In a piece for the September-October issue of Harvard Business Review, Karim Lakhani and Marco Iansiti explore the “competition in the age of online giants.” These representatives of the “hub economy” – like Facebook, Google, Amazon, Alibaba and others – often take a network-driven rather than product-driven approach to competition and expansion, resulting in growing challenges. Lakhani and Iansiti argue:
“If current trends continue, the hub economy will spread across more industries, further concentrating data, value, and power in the hands of a small number of firms employing a tiny fraction of the workforce. Disparity in firm valuation and individual wealth already causes widespread resentment. Over time, we can expect consumers, regulators, and even social movements to take an increasingly hostile stand against this concentration of value and economic connectivity. In a painfully ironic turn, after creating unprecedented opportunity across the global economy, digitization—and the trends it has given rise to—could exacerbate already dangerous levels of income inequality, undermine the economy, and even lead to social instability.”

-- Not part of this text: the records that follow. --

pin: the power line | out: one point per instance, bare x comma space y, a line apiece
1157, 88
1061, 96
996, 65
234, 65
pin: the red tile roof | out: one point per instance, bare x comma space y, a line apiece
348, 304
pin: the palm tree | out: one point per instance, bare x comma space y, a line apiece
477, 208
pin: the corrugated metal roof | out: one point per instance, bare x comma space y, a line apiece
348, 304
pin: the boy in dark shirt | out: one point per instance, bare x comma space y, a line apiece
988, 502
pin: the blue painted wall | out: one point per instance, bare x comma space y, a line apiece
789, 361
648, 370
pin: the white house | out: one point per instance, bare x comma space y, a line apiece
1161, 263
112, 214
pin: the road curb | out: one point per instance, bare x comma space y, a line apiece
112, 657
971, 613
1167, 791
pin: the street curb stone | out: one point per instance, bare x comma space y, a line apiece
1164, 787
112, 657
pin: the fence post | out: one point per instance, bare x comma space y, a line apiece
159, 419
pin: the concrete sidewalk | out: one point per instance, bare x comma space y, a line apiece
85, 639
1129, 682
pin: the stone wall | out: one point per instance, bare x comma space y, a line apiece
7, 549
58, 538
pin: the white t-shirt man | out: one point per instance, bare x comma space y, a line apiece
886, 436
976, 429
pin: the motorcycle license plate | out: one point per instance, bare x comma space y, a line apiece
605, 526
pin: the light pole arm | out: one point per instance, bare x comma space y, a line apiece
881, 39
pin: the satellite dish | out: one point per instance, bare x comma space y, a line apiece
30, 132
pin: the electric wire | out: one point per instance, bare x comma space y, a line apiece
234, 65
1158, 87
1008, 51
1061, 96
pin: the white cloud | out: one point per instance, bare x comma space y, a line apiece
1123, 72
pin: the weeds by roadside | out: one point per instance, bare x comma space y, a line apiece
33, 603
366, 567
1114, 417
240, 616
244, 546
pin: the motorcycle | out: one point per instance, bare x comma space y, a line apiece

Fostering complementary communities, they argue, is one path to avoid the worst economic impacts of the hub economy:
“Building and maintaining a healthy ecosystem is in the best interests of hub companies. Amazon and Alibaba claim millions of marketplace sellers, and they profit from every transaction those merchants make. Similarly, Google and Apple earn billions in revenue from the third-party apps that run on their platforms. Both companies already invest heavily in the developer community, providing programming frameworks, software tools, and opportunities and business models that enable developers to grow their businesses. But such efforts will need to be scaled up and refined as hub firms find themselves at the center of—and relying on—much larger and more complex ecosystems. Preserving the strength and productivity of complementary communities should be a fundamental part of any hub firm’s strategy.”